Episode:101
「まぁそのうち、何がホントか分かるんじゃないか?」
「そだね」
元が噂話だから、棚上げすることで落ち着いたらしい。これ以上は追求されなさそうで、ほっとする。
――それにしても。
最初にこの噂を言い出した人、何を考えてたんだろう? 浮気とか別れたとか、あの先輩じゃありそうにないの、分かりそうなのに。
何より、あの母さんを捕まえて浮気相手とか、先輩が可哀想だ。
だいいちこの話だって、母さんが強引に着いて来たところから始まってる。せめてケンディクまでにしてくれれば、こうはならなかった。
母さん的にはなかなか一緒に居られないから、少しでも一緒に居ようっていうんだろうけど、けっこう迷惑だ。

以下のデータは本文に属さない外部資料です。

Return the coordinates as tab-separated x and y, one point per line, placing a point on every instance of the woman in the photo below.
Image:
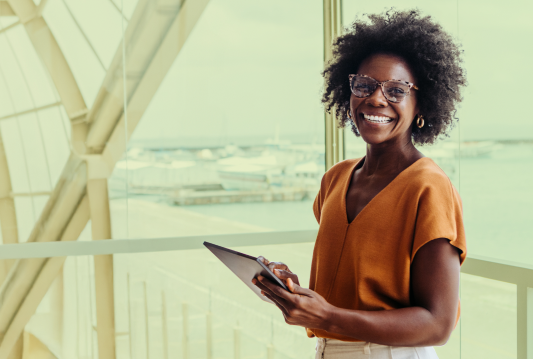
385	270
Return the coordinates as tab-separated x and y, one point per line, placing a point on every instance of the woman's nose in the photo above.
377	99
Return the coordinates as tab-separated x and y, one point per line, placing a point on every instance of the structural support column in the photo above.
8	217
103	268
334	135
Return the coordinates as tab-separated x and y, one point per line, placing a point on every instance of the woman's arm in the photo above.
430	321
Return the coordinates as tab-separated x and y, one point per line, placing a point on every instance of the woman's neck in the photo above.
385	160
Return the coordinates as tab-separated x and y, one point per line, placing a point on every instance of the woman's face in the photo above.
384	67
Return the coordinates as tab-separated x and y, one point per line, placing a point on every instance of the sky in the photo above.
251	67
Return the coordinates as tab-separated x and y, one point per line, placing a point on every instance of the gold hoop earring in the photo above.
418	123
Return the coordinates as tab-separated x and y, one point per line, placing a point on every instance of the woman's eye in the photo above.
363	87
396	91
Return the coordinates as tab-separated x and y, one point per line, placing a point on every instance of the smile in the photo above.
377	119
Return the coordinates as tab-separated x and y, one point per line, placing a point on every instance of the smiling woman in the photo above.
386	262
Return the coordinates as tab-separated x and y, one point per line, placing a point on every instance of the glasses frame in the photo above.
382	85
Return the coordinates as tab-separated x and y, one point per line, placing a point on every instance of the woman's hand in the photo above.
300	306
281	270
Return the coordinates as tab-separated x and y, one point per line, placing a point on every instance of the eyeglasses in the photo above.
393	90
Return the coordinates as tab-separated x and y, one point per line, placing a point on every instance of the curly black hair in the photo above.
432	54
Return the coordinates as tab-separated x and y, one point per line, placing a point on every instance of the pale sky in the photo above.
251	65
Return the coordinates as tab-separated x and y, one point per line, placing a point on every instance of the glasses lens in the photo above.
395	91
363	86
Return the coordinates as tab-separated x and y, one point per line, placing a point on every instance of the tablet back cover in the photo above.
244	266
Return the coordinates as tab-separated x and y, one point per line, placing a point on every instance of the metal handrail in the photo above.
520	274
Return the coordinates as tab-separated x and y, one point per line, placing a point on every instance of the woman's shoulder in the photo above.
427	174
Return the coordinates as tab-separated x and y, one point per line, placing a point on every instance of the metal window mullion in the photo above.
521	321
334	136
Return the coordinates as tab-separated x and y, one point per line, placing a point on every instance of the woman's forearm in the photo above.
412	326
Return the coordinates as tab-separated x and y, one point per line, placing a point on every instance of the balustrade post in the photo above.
147	329
185	330
209	334
164	327
237	342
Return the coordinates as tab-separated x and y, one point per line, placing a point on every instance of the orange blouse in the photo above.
365	264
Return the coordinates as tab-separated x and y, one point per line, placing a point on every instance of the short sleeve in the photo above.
439	215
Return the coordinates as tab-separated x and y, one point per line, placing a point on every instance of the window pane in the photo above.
232	141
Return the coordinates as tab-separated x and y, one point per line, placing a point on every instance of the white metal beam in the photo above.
103	268
334	135
153	38
46	270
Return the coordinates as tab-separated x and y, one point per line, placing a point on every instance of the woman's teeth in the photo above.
377	119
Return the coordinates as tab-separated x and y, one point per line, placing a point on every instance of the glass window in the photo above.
232	140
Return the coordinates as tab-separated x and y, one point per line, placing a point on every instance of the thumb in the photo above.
296	289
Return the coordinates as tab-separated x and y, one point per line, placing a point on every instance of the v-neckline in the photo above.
347	187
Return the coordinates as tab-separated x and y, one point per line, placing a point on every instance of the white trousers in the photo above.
336	349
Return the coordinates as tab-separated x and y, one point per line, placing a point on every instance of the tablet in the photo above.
245	267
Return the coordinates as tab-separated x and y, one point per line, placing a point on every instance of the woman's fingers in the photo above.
264	260
278	265
284	275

そんなことを思いつつ食べていて……周りを見回して気づく。
「人……少なく、なってない?」
いつの間にか、食堂の中ががらがらだ。
「え? あ、やだ。話してたらこんな時間!」
「ヤバいね。急いで食べて、教材持って行かないと」
話に夢中になって、時間を忘れてたらしい。みんなで慌ててご飯を食べて、立ち上がる。
「1時間目、なんだっけかね?」
「えっと……魔法物理学」
「きゃー、予習してないっ!」
そんなことを言いながら、ともかく遅れないようにと、あたしたちは走り出した。
放課後日も暮れたのに、あたしはまだタシュア先輩を探してた。
教室にも二度ほど行ってみたけど、どうも時間割が合わないらしくて、どちらも空振り。昼休みも会えなかったし、そのあと今日はいろいろやることがあって、けっきょくこの時間だ。
少し考えて、図書館へ向かう。タシュア先輩は、ここがいちばん確率が高い。
けど先輩の姿はなかった。もう時間が遅いから、どこかへ行ってしまったのかもしれない。
かといって、部屋は分からないし……。
誰か男子を捕まえて訊けばいいのだろうけど、なんだか気後れする。
しばらく考えて、あたしは食堂へ行ってみることにした。
先輩がどこにいるかは分からないけど、食べにこないってことはないだろう。だったら食堂で待っていれば、捕まえられるはずだ。
食堂のおばさんにわけを話して、入り口近くの席で、待たせてもらうことにする。
少しづつ人が増えていく、食堂内。
それを眺めながら、どのくらい経っただろう? 見間違えようのない銀髪が、やっと入ってきた。
先輩が食事を揃えて席に着くのを待って、急いで立ち上がる。
タシュア先輩はなんのだか分からないけど、フォークを片手にもう資料を見ていた。
「あの、タシュア先輩……」
「なんの用です」
顔を上げた先輩の、いつもどおりの声。けどシルファ先輩を心配してないわけじゃ、ないと思う。
「その、シルファ先輩のこと……なんですけど」
「彼女が何か?」
言っていいのかどうか、ここまで来て迷っている自分が居た。でもシルファ先輩のことを一番知りたいのは、タシュア先輩のはずだ。
だから、言う。
「シルファ先輩……かなり具合が、悪いらしくて。まだしばらく、帰せないって……」
「そうですか、ありがとうございます」
ただそれだけの返事。先輩がどんな気持ちでいるのかは、見ているだけでは全く分からない。
「まだ何か?」
そのまま立っていたせいだろう、先輩に言われる。
「え? あ、 すみません」
謝ってテーブルから離れかけて……でも振り返って見たタシュア先輩は、少しだけ悲しそうにも見えた。